Le Tribunal Administratif de Strasbourg a rejeté la requête de M. B..., qui demandait la condamnation de la communauté de communes de la région de Molsheim-Mutzig pour les dommages causés par l’entretien d’une aire d’accueil de gens du voyage. La requête a été jugée manifestement irrecevable, car M. B... n’a pas produit, dans le délai imparti, la demande indemnitaire préalable exigée par l’article R. 421-1 du code de justice administrative. Cette irrecevabilité a été constatée sur le fondement du 4° de l’article R. 222-1 du même code.
Texte intégral
Vu la procédure suivante :
Par une requête, enregistrée le 6 mars 2026, M. A... B... doit être regardé comme demandant au tribunal de condamner la communauté de communes de la région de Molsheim-Mutzig à réparer les conséquences dommageables résultant de l’entretien de l’aire d’accueil de gens du voyage située à proximité de sa propriété privée.

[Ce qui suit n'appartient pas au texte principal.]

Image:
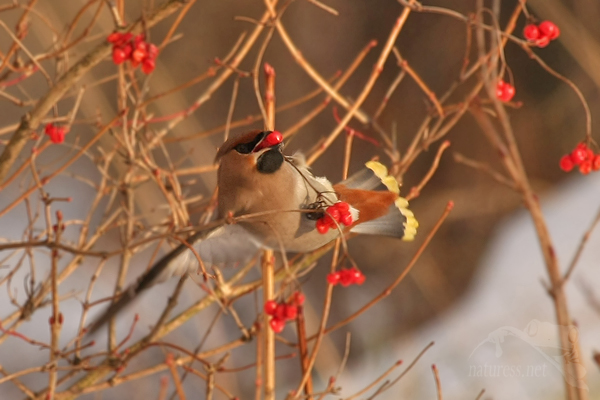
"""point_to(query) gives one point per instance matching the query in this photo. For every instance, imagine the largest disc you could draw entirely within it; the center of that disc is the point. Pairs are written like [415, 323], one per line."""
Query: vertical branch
[56, 318]
[268, 259]
[511, 159]
[303, 349]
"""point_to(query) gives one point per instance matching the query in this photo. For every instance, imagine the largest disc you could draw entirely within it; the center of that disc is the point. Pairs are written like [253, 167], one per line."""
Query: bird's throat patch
[270, 161]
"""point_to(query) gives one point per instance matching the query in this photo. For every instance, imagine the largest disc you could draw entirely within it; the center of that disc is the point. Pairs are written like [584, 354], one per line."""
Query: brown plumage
[284, 200]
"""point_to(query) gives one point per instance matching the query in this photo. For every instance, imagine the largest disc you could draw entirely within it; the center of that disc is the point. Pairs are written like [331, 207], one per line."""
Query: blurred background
[483, 271]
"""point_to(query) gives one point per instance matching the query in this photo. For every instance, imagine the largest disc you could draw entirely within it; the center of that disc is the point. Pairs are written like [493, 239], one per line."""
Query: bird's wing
[226, 245]
[399, 222]
[373, 177]
[381, 212]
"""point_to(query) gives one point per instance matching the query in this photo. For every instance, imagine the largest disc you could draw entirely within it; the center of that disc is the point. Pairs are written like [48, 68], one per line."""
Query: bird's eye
[244, 148]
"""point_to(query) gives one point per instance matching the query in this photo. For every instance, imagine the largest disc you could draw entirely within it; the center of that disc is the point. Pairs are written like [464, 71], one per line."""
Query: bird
[285, 208]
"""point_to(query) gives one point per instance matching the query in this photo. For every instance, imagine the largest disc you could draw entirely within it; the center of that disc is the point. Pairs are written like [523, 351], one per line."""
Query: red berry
[343, 206]
[119, 56]
[566, 163]
[148, 66]
[56, 134]
[273, 138]
[346, 219]
[139, 38]
[114, 37]
[291, 311]
[579, 155]
[298, 298]
[589, 154]
[358, 276]
[334, 213]
[542, 42]
[280, 311]
[531, 32]
[596, 162]
[347, 277]
[549, 29]
[138, 55]
[322, 226]
[277, 325]
[270, 307]
[152, 50]
[508, 93]
[586, 167]
[334, 278]
[127, 49]
[49, 128]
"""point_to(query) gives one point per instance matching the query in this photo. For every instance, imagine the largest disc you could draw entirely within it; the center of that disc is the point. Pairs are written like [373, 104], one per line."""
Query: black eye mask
[247, 148]
[270, 161]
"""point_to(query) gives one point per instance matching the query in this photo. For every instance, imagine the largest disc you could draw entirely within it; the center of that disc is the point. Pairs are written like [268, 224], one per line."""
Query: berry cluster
[583, 157]
[541, 34]
[504, 91]
[339, 212]
[127, 47]
[346, 277]
[56, 133]
[271, 139]
[282, 312]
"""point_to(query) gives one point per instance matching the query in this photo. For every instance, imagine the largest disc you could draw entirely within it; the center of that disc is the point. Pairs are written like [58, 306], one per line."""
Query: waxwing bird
[288, 209]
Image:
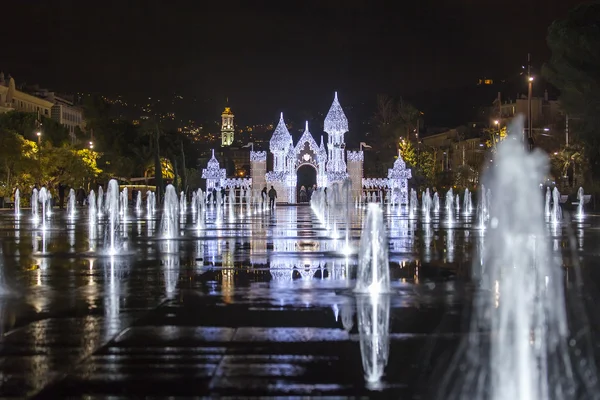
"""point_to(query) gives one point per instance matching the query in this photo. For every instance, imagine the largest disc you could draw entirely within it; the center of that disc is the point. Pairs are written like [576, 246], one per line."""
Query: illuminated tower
[227, 127]
[281, 145]
[336, 124]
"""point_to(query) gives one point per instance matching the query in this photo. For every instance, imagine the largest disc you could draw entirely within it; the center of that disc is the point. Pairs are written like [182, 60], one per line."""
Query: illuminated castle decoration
[329, 163]
[307, 152]
[280, 145]
[227, 130]
[213, 173]
[398, 181]
[336, 124]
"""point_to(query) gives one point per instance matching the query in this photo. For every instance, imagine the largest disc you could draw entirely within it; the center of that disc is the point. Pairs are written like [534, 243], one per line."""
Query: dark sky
[268, 56]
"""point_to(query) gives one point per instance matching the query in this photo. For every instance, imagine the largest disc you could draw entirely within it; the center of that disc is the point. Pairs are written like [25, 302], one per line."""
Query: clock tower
[227, 127]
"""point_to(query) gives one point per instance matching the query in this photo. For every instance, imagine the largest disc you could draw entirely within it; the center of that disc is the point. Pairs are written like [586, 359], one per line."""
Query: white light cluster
[281, 139]
[258, 156]
[336, 124]
[312, 145]
[336, 121]
[244, 183]
[213, 170]
[375, 183]
[333, 177]
[276, 176]
[398, 180]
[355, 156]
[399, 171]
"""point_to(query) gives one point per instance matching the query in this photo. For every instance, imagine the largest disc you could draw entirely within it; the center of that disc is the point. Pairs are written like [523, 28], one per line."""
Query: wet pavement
[251, 305]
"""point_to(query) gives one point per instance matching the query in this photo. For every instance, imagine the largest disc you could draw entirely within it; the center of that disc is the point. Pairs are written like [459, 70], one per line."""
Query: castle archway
[306, 175]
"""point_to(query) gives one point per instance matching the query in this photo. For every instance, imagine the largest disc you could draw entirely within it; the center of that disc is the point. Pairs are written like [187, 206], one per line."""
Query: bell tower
[227, 127]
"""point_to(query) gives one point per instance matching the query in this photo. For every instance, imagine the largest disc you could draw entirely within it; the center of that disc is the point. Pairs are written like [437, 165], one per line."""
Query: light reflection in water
[170, 263]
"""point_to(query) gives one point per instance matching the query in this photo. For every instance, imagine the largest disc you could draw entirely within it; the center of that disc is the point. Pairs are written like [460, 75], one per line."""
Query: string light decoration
[336, 124]
[244, 183]
[213, 173]
[398, 180]
[299, 151]
[258, 156]
[355, 156]
[375, 183]
[281, 139]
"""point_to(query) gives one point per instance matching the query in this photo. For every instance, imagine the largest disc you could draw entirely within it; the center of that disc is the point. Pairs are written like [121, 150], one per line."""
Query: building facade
[43, 102]
[12, 99]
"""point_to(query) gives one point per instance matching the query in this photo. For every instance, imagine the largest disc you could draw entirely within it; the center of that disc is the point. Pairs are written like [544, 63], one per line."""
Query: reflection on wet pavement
[252, 305]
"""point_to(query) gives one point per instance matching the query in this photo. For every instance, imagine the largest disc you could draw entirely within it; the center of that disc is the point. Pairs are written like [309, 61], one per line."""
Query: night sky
[271, 56]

Vu les autres pièces du dossier.
Vu le code de justice administrative.
Considérant ce qui suit :
Aux termes de l'article R. 222-1 du code de justice administrative : « (…) les présidents de formation de jugement des tribunaux (…) peuvent, par ordonnance : (…) / 4° Rejeter les requêtes manifestement irrecevables, lorsque la juridiction n'est pas tenue d'inviter leur auteur à les régulariser ou qu'elles n'ont pas été régularisées à l'expiration du délai imparti par une demande en ce sens ; / (…). ».

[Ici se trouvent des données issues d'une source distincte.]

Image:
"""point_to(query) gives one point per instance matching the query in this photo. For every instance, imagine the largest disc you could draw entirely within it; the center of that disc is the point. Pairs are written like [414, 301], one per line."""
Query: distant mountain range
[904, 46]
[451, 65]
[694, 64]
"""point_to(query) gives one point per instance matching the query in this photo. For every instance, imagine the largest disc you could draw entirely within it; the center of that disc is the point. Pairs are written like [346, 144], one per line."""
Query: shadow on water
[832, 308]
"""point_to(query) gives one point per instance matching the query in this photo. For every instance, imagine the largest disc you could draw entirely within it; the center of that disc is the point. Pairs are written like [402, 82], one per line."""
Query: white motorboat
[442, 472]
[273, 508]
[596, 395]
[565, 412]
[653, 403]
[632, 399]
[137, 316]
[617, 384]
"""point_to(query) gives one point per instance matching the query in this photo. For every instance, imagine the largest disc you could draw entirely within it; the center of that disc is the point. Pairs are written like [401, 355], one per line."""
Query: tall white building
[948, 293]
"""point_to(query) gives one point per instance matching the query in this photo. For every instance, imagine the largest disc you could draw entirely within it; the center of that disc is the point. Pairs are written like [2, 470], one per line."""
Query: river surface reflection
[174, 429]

Aux termes du premier alinéa de l’article R. 412-1 du même code : « La requête doit, à peine d'irrecevabilité, être accompagnée, sauf impossibilité justifiée, de l'acte attaqué ou, dans le cas mentionné à l'article R. 421-2, de la pièce justifiant de la date de dépôt de la réclamation. ».

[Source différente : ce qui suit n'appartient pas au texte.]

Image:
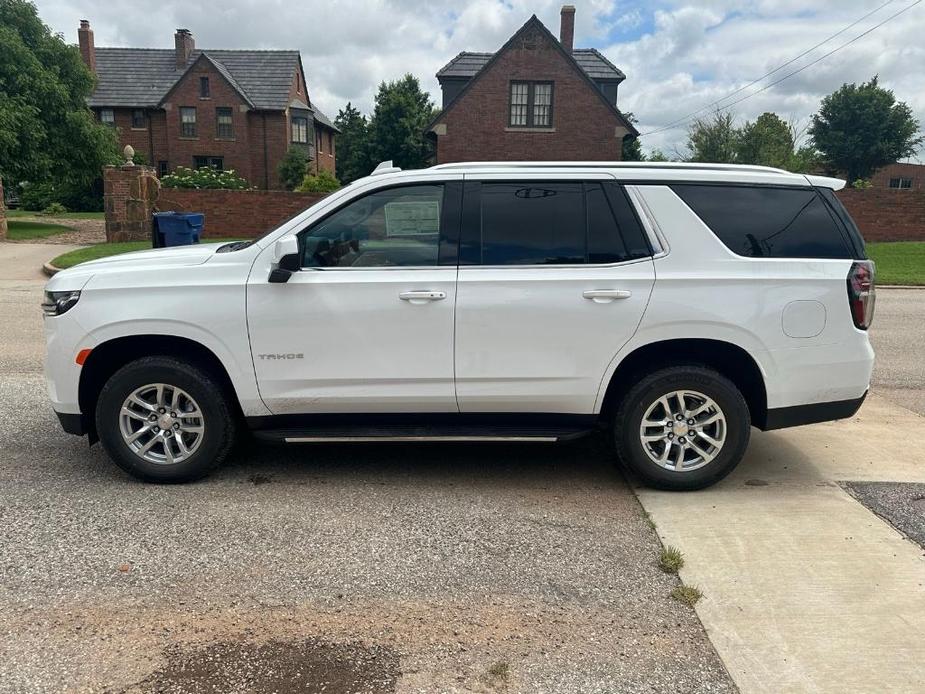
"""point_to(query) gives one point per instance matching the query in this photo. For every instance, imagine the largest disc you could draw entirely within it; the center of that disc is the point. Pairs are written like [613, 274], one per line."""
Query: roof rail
[609, 165]
[385, 167]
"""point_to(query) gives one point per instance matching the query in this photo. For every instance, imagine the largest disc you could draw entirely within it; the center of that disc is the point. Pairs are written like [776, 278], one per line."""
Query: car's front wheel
[682, 428]
[163, 420]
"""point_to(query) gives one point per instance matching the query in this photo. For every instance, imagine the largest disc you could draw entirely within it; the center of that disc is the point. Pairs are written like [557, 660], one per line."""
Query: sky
[678, 57]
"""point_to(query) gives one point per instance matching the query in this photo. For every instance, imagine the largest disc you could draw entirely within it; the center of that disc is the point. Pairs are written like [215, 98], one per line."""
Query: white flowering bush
[207, 177]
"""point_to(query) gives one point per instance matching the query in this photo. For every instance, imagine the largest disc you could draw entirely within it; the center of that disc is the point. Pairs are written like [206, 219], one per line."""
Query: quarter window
[300, 129]
[188, 121]
[224, 123]
[531, 105]
[394, 227]
[765, 222]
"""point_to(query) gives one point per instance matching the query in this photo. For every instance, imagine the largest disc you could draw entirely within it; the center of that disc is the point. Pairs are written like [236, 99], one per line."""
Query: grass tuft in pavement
[689, 595]
[24, 231]
[671, 560]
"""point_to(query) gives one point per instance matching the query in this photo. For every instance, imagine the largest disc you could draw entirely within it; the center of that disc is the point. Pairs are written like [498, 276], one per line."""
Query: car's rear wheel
[682, 428]
[163, 420]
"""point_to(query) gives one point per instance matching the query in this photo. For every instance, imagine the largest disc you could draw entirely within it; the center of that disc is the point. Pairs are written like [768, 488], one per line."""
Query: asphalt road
[342, 568]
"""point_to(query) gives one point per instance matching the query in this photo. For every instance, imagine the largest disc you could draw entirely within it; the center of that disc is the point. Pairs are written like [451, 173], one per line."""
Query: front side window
[394, 227]
[531, 105]
[187, 121]
[765, 222]
[224, 123]
[300, 129]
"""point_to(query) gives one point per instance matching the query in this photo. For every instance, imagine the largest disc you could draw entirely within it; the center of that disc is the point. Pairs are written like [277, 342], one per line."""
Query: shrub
[205, 178]
[54, 208]
[324, 182]
[292, 168]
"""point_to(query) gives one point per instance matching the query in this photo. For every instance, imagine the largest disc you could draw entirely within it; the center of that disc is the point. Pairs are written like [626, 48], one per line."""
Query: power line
[791, 74]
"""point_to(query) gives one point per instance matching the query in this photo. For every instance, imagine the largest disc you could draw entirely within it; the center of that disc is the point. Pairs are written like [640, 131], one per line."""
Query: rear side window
[552, 223]
[765, 222]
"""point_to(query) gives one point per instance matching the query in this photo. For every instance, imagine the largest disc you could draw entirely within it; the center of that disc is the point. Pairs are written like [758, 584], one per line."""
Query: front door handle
[605, 296]
[422, 296]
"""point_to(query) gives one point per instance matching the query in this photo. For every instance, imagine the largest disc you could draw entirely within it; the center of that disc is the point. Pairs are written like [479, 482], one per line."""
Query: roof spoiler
[385, 167]
[825, 182]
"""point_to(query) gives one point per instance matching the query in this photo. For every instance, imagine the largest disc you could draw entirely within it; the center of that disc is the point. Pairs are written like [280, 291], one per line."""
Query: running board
[411, 433]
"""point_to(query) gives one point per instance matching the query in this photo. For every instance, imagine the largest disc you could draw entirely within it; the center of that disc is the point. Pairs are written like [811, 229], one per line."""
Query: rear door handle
[605, 296]
[422, 296]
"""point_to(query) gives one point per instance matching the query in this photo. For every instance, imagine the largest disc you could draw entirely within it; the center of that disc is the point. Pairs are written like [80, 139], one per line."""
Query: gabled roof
[532, 23]
[141, 77]
[595, 65]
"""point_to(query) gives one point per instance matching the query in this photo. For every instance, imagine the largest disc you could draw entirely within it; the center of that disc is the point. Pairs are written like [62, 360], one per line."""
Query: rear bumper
[72, 423]
[798, 415]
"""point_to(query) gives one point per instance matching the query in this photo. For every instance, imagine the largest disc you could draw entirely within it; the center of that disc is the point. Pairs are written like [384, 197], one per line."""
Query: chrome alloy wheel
[683, 430]
[161, 424]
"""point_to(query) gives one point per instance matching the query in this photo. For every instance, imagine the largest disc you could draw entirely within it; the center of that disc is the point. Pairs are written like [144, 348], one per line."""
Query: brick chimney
[85, 41]
[567, 27]
[184, 44]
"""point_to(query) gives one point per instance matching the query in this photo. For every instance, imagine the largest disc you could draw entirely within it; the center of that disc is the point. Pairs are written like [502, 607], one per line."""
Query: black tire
[219, 431]
[626, 428]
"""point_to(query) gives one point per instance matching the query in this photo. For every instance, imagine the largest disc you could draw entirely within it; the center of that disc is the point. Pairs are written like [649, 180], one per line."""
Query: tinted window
[532, 223]
[393, 227]
[764, 222]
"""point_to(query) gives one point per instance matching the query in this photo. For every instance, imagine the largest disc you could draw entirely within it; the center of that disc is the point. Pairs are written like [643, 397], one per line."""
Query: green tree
[861, 128]
[46, 130]
[292, 168]
[402, 112]
[713, 139]
[353, 160]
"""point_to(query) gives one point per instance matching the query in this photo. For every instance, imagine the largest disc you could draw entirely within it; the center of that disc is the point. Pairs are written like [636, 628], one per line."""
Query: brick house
[536, 98]
[233, 109]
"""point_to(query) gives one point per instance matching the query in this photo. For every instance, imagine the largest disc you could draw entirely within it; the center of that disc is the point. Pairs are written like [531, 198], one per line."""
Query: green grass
[899, 262]
[104, 250]
[24, 231]
[13, 214]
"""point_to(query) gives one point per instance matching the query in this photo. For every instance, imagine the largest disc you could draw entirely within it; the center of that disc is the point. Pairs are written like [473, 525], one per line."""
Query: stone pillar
[2, 214]
[129, 196]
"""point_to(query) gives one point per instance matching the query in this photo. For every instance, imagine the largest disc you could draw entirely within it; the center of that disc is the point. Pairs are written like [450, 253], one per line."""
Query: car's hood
[177, 256]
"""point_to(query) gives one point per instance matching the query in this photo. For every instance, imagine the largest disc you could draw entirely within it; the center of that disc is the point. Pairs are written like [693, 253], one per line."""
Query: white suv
[672, 305]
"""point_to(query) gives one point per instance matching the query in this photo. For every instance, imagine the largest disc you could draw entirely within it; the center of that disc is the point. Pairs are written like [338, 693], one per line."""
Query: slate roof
[141, 77]
[595, 65]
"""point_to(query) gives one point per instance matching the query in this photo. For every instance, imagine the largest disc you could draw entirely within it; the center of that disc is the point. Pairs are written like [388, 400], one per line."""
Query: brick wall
[887, 215]
[234, 213]
[584, 128]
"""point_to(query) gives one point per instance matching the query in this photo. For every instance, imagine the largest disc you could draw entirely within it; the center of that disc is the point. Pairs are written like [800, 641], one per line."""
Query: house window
[531, 105]
[299, 129]
[201, 162]
[187, 121]
[224, 123]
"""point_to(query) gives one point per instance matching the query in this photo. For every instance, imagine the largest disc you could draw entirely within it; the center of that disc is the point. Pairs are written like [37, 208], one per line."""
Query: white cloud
[678, 57]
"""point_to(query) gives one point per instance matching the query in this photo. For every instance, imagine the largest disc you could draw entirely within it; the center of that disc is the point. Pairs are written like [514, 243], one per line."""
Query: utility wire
[791, 74]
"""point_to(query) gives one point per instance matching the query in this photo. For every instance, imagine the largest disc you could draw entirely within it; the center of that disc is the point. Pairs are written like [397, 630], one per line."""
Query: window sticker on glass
[412, 218]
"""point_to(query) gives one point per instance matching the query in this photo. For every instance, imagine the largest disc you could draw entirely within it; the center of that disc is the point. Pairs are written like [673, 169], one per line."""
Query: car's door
[554, 278]
[367, 324]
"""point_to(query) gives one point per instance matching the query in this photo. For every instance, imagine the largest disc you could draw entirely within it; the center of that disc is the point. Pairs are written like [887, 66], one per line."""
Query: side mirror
[286, 259]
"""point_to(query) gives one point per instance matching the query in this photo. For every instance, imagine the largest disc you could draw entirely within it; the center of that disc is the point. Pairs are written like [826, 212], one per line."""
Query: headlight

Aux termes de l’article R. 421-1 de ce code : « La juridiction ne peut être saisie que par voie de recours formé contre une décision, et ce, dans les deux mois à partir de la notification ou de la publication de la décision attaquée. / Lorsque la requête tend au paiement d'une somme d'argent, elle n'est recevable qu'après l'intervention de la décision prise par l'administration sur une demande préalablement formée devant elle. / (…). ».
Aux termes du deuxième alinéa de l’article R. 611-8-6 de ce code : « Les parties sont réputées avoir reçu la communication ou la notification à la date de première consultation du document qui leur a été ainsi adressé, certifiée par l'accusé de réception délivré par l'application informatique, ou, à défaut de consultation dans un délai de deux jours ouvrés à compter de la date de mise à disposition du document dans l'application, à l'issue de ce délai. Sauf demande contraire de leur part, les parties sont alertées de toute nouvelle communication ou notification par un message électronique envoyé à l'adresse choisie par elles. ».
M. B... a été invité le 7 mai 2026 sur l’application « Télérecours citoyens », à produire dans un délai de quinze jours, la demande indemnitaire préalable adressée à l’administration. En l’absence de consultation de cette lettre dans les deux jours ouvrés à compter de sa mise à disposition, M. B... est réputé, en application des dispositions précitées, en avoir reçu communication au plus tard le 11 mai 2026. Par suite, les conclusions indemnitaires de M. B..., qui n’ont pas été régularisées dans le délai imparti, sont ainsi entachées d’une irrecevabilité manifeste.
Il résulte de ce qui précède que la requête susvisée doit être rejetée selon la procédure prévue par les dispositions précitées du 4° de l’article R. 222-1 du code de justice administrative.
O R D O N N E :
Article 1er : La requête de M. B... est rejetée.
Article 2 : La présente ordonnance sera notifiée à M. A... B....
Fait à Strasbourg, le 1er juin 2026.
Le président de la 5e chambre,
C. CARRIER
La République mande et ordonne au préfet du Bas-Rhin en ce qui le concerne ou à tous commissaires de justice à ce requis en ce qui concerne les voies de droit commun contre les parties privées, de pourvoir à l'exécution de la présente décision.